By Colin Hannan, Co-Founder, Proven Partners
After a devastating 2020, the hotel industry is starting to see the light at the end of the tunnel as COVID-19 vaccination programs roll out around the world. Yet for most destinations, it’s unlikely that a return to pre-pandemic levels of occupancy will be achieved anytime soon. The borders of many countries remain closed, restrictions are still in place in many tourism hotspots, and the vaccine program will take many months before it takes effect. According to McKinsey, forecasts predict a return to 2019 occupancy levels won’t be achieved until 2023 or beyond. As a result, hotels are in a state of limbo with many businesses struggling to survive the ongoing financial shock of the pandemic.
Rather than waiting and hoping, many hotels are taking this as an opportunity to innovate – to reimagine hotel space for post-pandemic tourism or to capitalise on opportunities for revenue outside of their traditional channels. To help get your creative brainstorm going, here are some of the most interesting and innovative alternative uses for hotels.
#1 – Quarantine Centres
Not everyone can effectively quarantine – yet many people are required to by law or because they work in a high-risk environment and do not want to expose their families to the virus. Even as the vaccine becomes more widely available, people will still have to quarantine while restrictions remain in place – something that is likely for the next 6-12 months.
Hotels have the amenities, space and services to become effective quarantine centres for people who are travelling in and out of the country, who are working in high-risk environments, people who are essential workers who have not yet had the vaccine, or for even people with COVID-19 symptoms. In Thailand, you can choose to have your quarantine in some of the country’s most luxurious 5-hotels. In Brooklyn, The William Vale has allocated specific floors for quarantining guests and created customised room service menus and virtual workout classes to support guests self-isolating.
#2 – Co-Working Spaces
Office buildings, with their open-plan spaces and shared amenities, are high-risk for spreading COVID-19, which is why many businesses are operating with skeleton crews while the majority of employees work from home. However, many employees would prefer an office environment with the space, equipment and connectivity to help them perform their jobs without distraction. For employees with families at home, a co-working space offers a safe and quiet environment where they can focus on productivity.
As hotels already have high-speed internet, separated spaces, food services and hygiene protocols in place, they’re ideally positioned to deliver the quiet, clean spaces employees and businesses are looking to utilise in the short term. While many larger hotel chains are jumping on this opportunity, there’s also space for smaller boutique hotels to stake a claim in this area. Take a look at how the Hotel Schani Wien in Vienna is making full use of the area’s popular coffee culture to create a functional and appealing co-working space.
#3 – Safe Environments for Local Businesses
Similarly, hotels can provide spill-over office space for local businesses that don’t have the floorspace to meet social distancing and hygiene guidelines but want to keep operating at full capacity through the pandemic. Your hotel conference and meeting rooms can be rented out to local businesses, providing them with the floorspace and services their staff and departments need to keep working without being too far away.
Rented space, complete with hotel food services and amenities is also ideal for socially distant, hygienic client meetings, boardroom meetings, presentations and more. This focus offers the additional bonus of showcasing your support for your community, something that can win the goodwill of guests and stakeholders moving forward.

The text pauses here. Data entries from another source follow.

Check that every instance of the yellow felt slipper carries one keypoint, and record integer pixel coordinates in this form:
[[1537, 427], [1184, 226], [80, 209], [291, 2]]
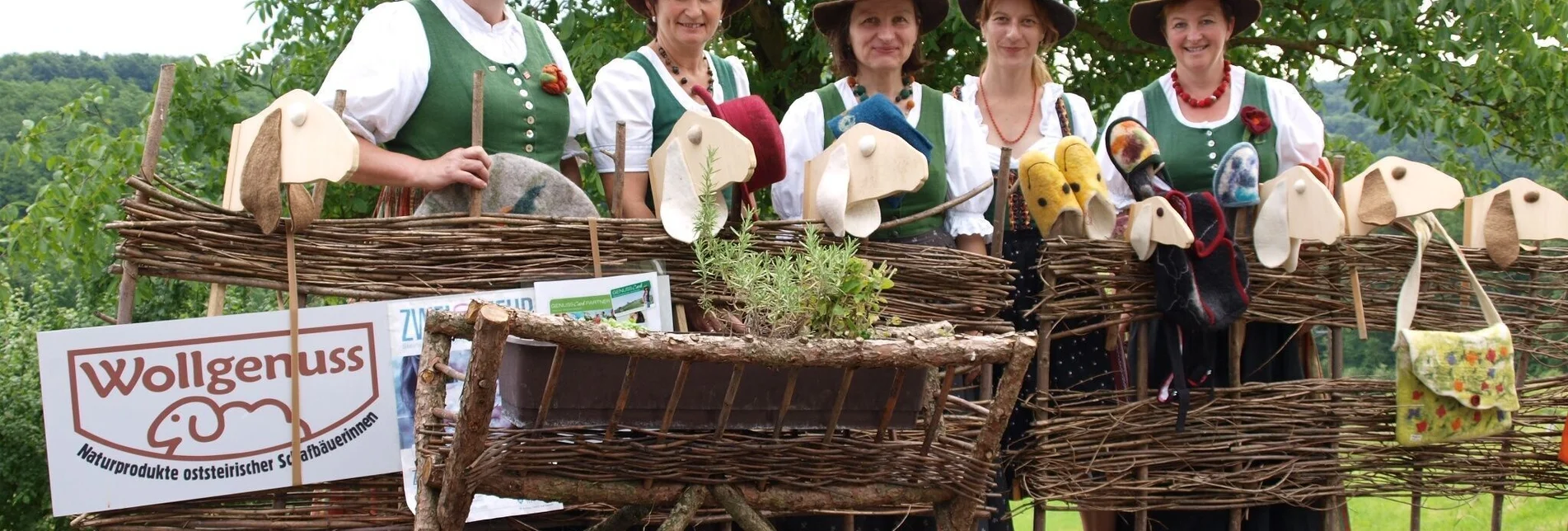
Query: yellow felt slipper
[[1048, 194], [1078, 164]]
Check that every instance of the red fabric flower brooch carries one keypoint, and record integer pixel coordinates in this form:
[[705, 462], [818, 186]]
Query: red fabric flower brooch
[[1257, 120], [554, 81]]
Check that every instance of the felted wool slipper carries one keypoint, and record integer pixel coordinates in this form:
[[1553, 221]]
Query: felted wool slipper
[[1081, 170], [1046, 192], [1236, 178], [517, 186]]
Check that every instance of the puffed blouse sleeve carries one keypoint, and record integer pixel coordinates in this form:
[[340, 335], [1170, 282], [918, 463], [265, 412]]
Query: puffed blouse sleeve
[[967, 168], [578, 104], [803, 133], [1300, 137], [1131, 106], [621, 93]]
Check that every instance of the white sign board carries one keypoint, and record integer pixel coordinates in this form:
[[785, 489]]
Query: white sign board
[[190, 409]]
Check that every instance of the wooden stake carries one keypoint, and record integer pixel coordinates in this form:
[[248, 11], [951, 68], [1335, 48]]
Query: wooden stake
[[999, 195], [477, 134], [620, 168], [149, 166], [479, 399]]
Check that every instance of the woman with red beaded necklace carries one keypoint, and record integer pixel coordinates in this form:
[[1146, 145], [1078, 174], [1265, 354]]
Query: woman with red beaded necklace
[[1196, 114], [1023, 109]]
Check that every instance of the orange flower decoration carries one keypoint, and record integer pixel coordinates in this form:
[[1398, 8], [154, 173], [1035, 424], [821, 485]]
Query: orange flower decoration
[[554, 81]]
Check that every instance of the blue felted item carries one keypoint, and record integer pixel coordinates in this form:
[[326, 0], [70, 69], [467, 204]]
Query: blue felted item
[[1236, 178], [882, 114]]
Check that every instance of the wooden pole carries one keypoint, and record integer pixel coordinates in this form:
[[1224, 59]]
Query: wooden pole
[[149, 166], [477, 134], [479, 399]]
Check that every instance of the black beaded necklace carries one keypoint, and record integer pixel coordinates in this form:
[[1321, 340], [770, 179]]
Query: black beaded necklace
[[675, 69]]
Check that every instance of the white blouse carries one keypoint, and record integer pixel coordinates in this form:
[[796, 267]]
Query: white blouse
[[1300, 135], [803, 134], [386, 66], [621, 92], [1050, 125]]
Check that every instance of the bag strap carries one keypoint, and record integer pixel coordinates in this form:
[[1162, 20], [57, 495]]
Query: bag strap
[[1410, 291]]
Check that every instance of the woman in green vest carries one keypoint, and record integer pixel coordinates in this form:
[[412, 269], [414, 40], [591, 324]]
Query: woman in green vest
[[408, 76], [1023, 109], [875, 50], [1196, 112], [651, 88]]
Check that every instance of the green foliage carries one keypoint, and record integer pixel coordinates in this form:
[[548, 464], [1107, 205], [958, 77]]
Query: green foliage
[[821, 291]]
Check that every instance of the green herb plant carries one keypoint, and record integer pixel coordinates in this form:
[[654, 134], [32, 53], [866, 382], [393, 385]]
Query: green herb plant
[[817, 291]]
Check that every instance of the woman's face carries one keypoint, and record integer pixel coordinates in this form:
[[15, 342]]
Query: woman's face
[[883, 35], [687, 22], [1196, 33], [1013, 32]]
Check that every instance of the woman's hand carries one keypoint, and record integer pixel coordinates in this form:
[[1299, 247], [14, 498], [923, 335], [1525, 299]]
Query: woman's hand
[[463, 166]]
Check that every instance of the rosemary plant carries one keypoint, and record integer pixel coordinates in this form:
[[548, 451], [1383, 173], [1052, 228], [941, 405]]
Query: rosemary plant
[[819, 291]]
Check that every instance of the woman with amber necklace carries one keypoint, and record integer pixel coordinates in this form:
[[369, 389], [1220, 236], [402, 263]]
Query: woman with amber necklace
[[653, 87], [1023, 109], [1196, 112]]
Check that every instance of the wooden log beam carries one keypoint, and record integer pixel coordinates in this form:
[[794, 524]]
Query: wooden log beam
[[736, 506], [910, 352], [990, 439], [690, 500], [774, 498], [479, 398], [428, 397], [623, 519]]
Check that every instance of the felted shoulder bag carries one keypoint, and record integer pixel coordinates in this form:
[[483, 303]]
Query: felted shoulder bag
[[1451, 385]]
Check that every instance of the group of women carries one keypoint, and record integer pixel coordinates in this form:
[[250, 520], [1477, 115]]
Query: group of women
[[408, 78]]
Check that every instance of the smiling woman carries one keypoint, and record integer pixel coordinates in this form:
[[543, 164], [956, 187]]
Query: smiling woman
[[875, 49]]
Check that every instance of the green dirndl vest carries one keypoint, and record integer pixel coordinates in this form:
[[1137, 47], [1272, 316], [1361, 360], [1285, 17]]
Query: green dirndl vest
[[668, 109], [1194, 154], [935, 189], [519, 116]]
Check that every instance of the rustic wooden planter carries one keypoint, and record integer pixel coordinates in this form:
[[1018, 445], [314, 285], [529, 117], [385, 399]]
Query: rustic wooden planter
[[588, 388]]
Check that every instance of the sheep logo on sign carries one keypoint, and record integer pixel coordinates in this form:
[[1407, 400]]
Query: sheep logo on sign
[[222, 398]]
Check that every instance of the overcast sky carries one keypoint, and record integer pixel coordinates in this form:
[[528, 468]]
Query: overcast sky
[[163, 27]]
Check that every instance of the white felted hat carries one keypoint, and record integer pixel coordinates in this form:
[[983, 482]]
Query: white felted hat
[[1295, 208], [866, 164]]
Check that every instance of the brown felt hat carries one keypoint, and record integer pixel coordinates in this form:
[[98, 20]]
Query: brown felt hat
[[1062, 17], [826, 16], [642, 7], [1145, 17]]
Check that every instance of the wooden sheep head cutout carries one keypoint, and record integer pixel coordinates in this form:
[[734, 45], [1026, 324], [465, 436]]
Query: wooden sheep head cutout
[[1153, 222], [864, 166], [1294, 208], [1515, 211], [678, 167], [1394, 189], [292, 142]]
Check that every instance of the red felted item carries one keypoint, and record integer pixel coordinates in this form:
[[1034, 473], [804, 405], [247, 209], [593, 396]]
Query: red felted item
[[753, 120]]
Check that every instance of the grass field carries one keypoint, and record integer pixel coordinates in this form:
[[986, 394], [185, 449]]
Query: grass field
[[1375, 514]]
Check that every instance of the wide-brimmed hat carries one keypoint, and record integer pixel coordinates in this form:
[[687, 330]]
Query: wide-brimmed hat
[[1145, 17], [830, 15], [642, 7], [1062, 17]]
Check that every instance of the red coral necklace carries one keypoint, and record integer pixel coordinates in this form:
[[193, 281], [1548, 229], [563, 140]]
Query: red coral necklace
[[1225, 83]]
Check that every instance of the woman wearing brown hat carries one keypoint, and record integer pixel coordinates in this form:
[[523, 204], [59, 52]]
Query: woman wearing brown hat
[[651, 88], [1196, 112], [1023, 109], [875, 50]]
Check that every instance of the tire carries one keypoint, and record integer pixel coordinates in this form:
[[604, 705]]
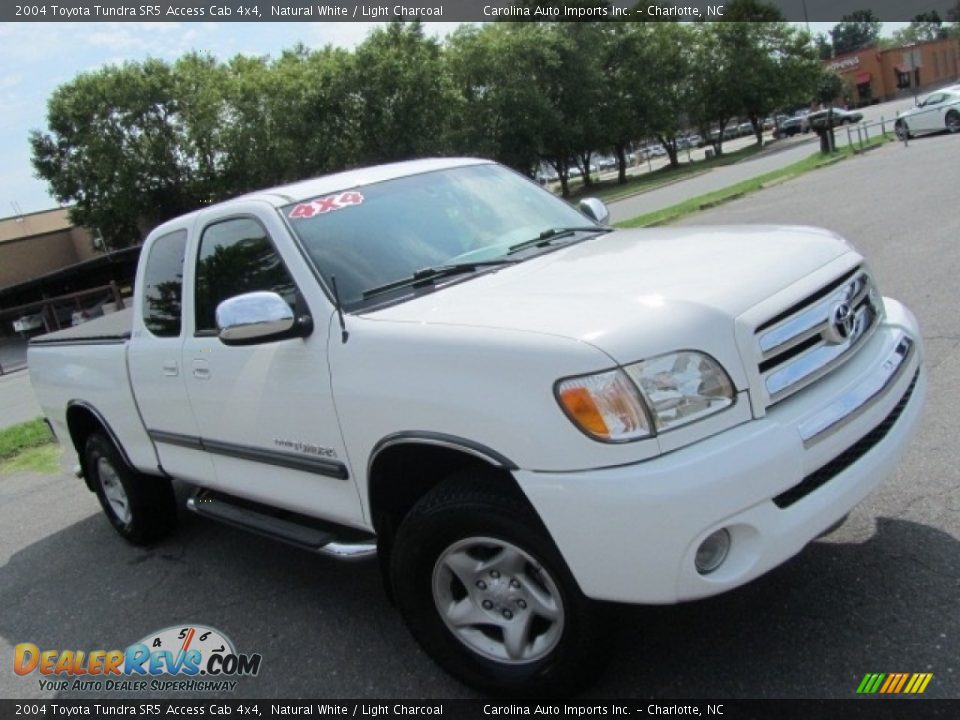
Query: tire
[[487, 595], [141, 508], [953, 121]]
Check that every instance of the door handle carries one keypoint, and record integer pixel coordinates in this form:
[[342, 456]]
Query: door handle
[[201, 369]]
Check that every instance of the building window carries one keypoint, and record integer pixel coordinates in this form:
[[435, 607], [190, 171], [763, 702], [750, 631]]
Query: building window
[[236, 256]]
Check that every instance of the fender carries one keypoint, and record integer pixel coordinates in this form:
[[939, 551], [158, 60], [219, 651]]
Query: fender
[[426, 437]]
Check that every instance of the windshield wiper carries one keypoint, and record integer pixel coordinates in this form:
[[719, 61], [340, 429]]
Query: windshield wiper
[[426, 276], [550, 234]]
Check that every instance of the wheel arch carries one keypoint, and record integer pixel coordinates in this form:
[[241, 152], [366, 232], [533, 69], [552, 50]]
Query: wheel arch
[[83, 419], [404, 466]]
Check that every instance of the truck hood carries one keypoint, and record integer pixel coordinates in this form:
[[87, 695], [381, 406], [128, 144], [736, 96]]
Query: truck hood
[[633, 288]]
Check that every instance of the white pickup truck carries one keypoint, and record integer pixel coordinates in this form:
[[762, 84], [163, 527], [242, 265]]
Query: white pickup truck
[[520, 411]]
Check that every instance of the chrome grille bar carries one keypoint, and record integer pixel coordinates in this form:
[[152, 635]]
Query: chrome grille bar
[[801, 348]]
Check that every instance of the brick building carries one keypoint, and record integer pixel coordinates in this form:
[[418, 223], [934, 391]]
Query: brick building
[[876, 75], [46, 261]]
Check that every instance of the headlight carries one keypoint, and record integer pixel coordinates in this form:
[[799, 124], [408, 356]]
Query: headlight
[[682, 387], [605, 406]]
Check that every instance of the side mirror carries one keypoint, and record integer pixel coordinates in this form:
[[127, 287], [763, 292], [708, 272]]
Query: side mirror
[[594, 208], [259, 317]]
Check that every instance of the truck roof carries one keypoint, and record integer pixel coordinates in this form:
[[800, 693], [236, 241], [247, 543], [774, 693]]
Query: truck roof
[[302, 189], [346, 180]]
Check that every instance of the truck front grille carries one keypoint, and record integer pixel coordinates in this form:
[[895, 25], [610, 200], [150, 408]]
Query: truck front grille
[[820, 477], [812, 337]]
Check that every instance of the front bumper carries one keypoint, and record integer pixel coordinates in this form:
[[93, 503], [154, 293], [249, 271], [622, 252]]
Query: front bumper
[[631, 533]]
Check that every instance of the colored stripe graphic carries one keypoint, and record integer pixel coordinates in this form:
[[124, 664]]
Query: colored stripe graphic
[[894, 683]]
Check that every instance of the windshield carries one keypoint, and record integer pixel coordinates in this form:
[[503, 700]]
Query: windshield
[[377, 234]]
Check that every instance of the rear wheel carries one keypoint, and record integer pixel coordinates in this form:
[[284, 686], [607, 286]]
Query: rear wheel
[[141, 508], [953, 121], [487, 595]]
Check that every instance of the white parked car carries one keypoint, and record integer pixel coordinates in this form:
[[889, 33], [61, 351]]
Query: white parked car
[[938, 111], [519, 411], [27, 323]]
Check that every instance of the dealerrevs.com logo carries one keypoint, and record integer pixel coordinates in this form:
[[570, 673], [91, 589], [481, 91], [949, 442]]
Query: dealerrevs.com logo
[[181, 658]]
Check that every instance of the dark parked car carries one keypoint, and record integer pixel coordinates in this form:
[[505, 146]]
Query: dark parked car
[[790, 126], [818, 120]]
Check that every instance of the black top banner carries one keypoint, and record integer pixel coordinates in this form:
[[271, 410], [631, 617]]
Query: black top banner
[[489, 709], [453, 10]]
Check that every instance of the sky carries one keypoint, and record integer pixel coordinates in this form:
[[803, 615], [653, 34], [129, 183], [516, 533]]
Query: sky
[[35, 58]]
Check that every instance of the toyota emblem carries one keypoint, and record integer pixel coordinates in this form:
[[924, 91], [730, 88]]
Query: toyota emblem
[[843, 322]]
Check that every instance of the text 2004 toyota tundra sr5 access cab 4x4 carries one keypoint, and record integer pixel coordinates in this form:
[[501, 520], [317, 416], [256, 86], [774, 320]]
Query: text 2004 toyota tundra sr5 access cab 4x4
[[520, 411]]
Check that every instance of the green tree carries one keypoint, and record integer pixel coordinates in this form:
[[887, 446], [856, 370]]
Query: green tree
[[670, 67], [713, 84], [500, 108], [856, 30], [824, 48], [114, 149], [923, 28], [627, 98]]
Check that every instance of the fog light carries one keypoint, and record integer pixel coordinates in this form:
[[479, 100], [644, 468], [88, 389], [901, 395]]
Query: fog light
[[712, 551]]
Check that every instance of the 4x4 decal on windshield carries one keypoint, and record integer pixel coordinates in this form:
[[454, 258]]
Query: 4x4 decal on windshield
[[320, 206]]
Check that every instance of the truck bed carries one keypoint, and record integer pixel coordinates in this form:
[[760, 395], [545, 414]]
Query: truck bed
[[112, 328]]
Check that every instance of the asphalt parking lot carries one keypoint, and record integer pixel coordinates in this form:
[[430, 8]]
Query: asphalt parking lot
[[881, 594]]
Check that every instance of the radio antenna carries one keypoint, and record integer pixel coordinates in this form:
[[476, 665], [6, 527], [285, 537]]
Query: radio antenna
[[336, 298]]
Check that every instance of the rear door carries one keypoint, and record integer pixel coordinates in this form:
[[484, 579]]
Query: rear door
[[265, 412]]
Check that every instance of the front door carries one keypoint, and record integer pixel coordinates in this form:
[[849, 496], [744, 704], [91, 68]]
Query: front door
[[154, 361], [265, 412]]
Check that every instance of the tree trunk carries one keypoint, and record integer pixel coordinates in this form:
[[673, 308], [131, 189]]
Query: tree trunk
[[585, 168], [757, 130]]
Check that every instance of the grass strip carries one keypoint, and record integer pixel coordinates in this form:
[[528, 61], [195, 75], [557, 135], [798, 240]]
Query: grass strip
[[44, 460], [23, 436], [610, 190], [738, 190]]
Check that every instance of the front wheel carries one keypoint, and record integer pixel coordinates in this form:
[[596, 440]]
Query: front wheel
[[953, 121], [141, 508], [485, 592]]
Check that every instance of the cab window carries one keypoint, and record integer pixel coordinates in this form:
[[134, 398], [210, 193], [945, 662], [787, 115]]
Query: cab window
[[236, 256], [163, 285]]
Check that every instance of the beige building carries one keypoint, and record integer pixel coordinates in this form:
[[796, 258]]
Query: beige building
[[50, 269], [875, 75], [37, 244]]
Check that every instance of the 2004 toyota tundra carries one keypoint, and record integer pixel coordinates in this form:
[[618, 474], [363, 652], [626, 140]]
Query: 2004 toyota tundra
[[519, 410]]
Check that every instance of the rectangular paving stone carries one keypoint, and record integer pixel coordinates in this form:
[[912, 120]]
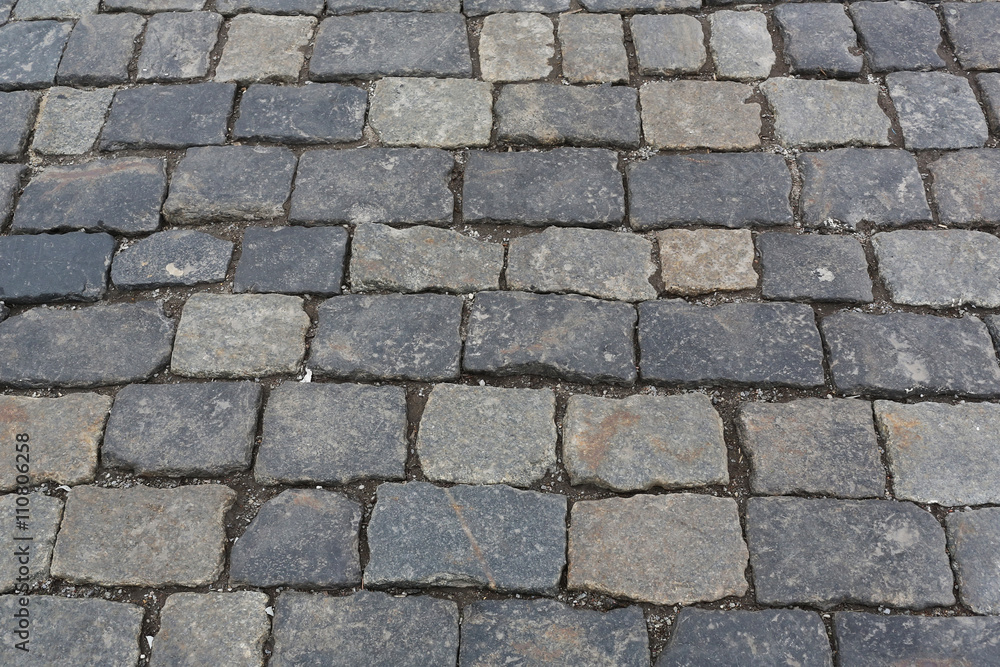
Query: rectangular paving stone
[[146, 536], [763, 344], [575, 338], [183, 430], [332, 434], [491, 537], [901, 354], [665, 549], [870, 552], [731, 190]]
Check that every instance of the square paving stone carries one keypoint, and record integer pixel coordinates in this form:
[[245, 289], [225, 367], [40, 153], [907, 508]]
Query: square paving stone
[[901, 354], [183, 430], [815, 446], [501, 632], [937, 110], [169, 116], [641, 441], [763, 344], [373, 185], [294, 260], [812, 267], [870, 552], [175, 257], [240, 335], [38, 268], [487, 435], [314, 114], [570, 337], [942, 454], [332, 434], [418, 259], [217, 628], [550, 114], [365, 628], [770, 636], [88, 347], [731, 190], [491, 537], [670, 549], [302, 538], [388, 337]]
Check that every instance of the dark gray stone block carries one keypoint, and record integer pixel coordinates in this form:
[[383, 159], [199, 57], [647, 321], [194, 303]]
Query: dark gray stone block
[[490, 536], [575, 338], [566, 186], [902, 354]]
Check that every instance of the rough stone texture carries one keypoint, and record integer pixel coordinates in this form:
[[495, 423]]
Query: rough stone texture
[[89, 347], [668, 549], [373, 185], [146, 536], [212, 628], [365, 628], [549, 114], [814, 267], [443, 113], [487, 435], [491, 537], [729, 190], [937, 110], [766, 637], [574, 338], [422, 258], [301, 538], [764, 344], [706, 260], [175, 257], [900, 354], [240, 335], [568, 260], [642, 441], [502, 632], [332, 434], [871, 552], [816, 114], [183, 430]]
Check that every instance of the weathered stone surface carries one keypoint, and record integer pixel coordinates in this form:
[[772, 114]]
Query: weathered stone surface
[[146, 536], [500, 632], [872, 552], [240, 335], [549, 114], [301, 538], [364, 628], [422, 258], [814, 114], [487, 435], [900, 354], [89, 347], [393, 336], [814, 267], [332, 434], [373, 185], [738, 190], [766, 637], [217, 628], [667, 549], [183, 430], [764, 344], [570, 337]]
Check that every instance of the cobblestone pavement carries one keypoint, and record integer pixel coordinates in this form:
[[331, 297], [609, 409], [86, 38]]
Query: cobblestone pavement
[[499, 332]]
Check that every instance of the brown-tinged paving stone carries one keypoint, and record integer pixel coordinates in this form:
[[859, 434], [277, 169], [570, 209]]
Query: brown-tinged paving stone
[[668, 549], [143, 536]]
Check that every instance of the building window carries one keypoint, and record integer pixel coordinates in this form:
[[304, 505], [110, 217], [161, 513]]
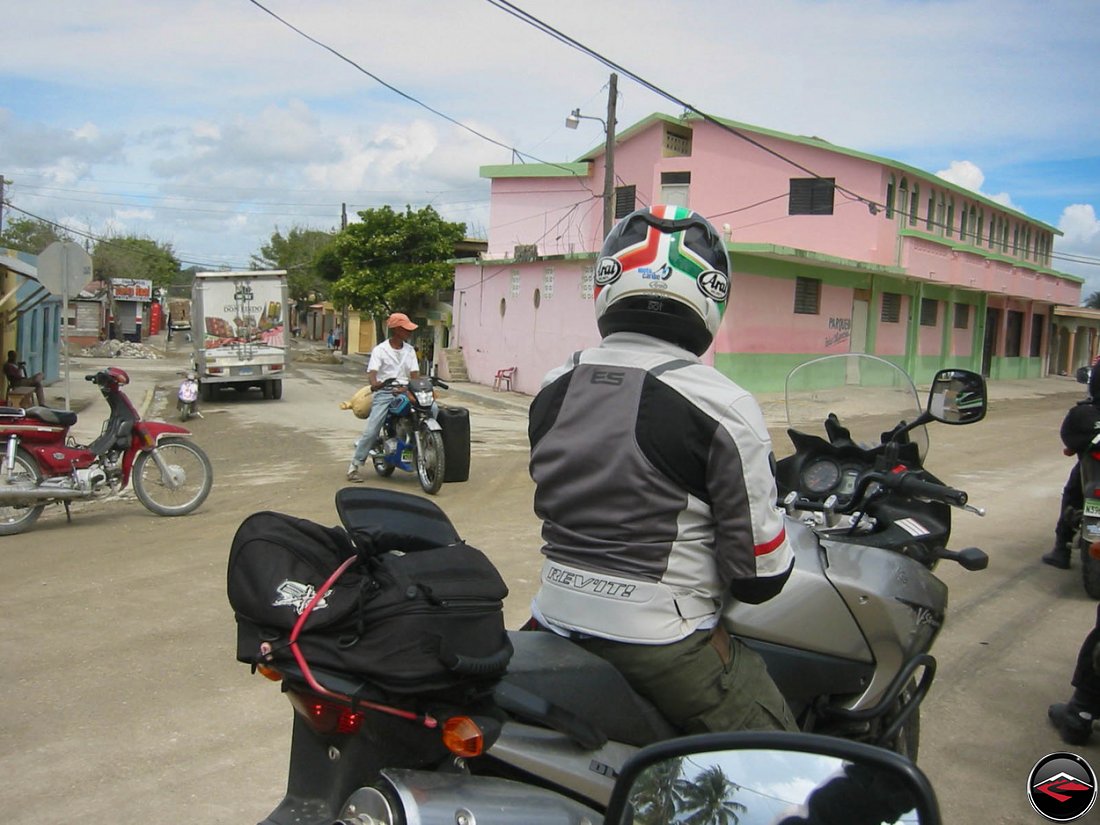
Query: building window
[[677, 143], [961, 316], [930, 311], [625, 199], [1036, 342], [675, 188], [807, 296], [811, 196], [891, 308], [1013, 333]]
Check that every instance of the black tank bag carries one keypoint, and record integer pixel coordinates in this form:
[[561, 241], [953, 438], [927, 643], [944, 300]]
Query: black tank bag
[[409, 618]]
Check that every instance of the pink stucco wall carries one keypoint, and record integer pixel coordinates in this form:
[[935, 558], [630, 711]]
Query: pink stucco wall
[[759, 319], [534, 338], [745, 193]]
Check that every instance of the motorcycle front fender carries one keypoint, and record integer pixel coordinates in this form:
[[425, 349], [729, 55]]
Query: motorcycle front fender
[[435, 796]]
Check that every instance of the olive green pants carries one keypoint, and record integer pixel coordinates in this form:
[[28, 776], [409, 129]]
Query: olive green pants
[[704, 683]]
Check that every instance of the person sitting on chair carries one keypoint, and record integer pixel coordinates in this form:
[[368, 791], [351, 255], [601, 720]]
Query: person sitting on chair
[[18, 377]]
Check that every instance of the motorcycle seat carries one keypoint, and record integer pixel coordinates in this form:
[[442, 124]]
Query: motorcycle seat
[[569, 677], [59, 417]]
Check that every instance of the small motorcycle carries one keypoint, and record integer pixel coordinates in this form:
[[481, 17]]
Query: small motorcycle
[[847, 640], [42, 464], [1088, 518], [188, 396], [411, 440]]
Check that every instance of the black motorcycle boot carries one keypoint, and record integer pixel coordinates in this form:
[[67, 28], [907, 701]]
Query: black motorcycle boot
[[1059, 553], [1057, 558], [1073, 721]]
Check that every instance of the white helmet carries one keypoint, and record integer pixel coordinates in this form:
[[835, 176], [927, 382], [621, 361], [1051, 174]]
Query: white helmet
[[663, 271]]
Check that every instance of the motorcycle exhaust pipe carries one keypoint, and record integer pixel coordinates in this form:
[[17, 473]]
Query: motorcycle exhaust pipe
[[34, 495]]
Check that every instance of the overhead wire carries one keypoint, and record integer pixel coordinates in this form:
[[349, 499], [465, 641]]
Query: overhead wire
[[525, 17]]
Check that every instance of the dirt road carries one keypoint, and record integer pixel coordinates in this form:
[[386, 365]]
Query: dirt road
[[121, 700]]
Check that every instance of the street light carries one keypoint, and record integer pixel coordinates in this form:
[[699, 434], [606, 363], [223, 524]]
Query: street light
[[574, 120]]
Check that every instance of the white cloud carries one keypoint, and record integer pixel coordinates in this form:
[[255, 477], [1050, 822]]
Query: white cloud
[[967, 175]]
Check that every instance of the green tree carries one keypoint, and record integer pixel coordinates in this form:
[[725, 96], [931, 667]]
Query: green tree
[[706, 799], [298, 252], [391, 262], [655, 794], [28, 234], [135, 257]]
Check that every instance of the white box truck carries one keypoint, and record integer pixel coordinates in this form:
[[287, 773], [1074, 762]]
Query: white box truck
[[239, 329]]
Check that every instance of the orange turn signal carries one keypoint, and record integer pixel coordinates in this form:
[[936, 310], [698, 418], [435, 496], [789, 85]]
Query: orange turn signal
[[462, 736], [270, 673]]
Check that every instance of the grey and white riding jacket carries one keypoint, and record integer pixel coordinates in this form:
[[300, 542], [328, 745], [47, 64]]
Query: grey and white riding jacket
[[655, 481]]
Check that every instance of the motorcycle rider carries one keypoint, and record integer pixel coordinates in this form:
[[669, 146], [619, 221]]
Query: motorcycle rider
[[392, 359], [1079, 427], [656, 486], [1074, 718]]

#4 – A Space to Showcase Your Community
COVID-19 has really put the spotlight on supporting local businesses, with communities coming together to do what it takes to help their local businesses stay open and profitable. In a recent survey, 82% of shoppers said they would be happy to pay more if it meant the money was going to a local business!
As a local business, your hotel can think creatively to find ways to boost your own revenue while also helping to support other local businesses in your community. Some examples include:
- Prioritising local food producers to supply your restaurants and cafes.
- Choosing local artisans and manufacturers to supply any materials and products needed if you are redesigning your space for quarantining travellers.
- Offering your coworking services at a reduced rate for businesses in your neighbourhood.
You could also partner with local businesses to create socially-distant events that are COVID-19 compliant, like this Swedish hotel that has re-imagined itself as a pop-up restaurant space, supporting restaurants in the area while drawing foodies and locals to get a quick, easy and safe dining experience.
Surviving COVID-19 2020 was one challenge, but now hotels have to innovate to tackle the next stage of the pandemic. By reimagining hotel space, being creative with alternative uses for hotels and marketing these new features strategically, hotels can best position themselves for this critical period. With some thoughtful planning, you might be able to win some goodwill and future custom along the way.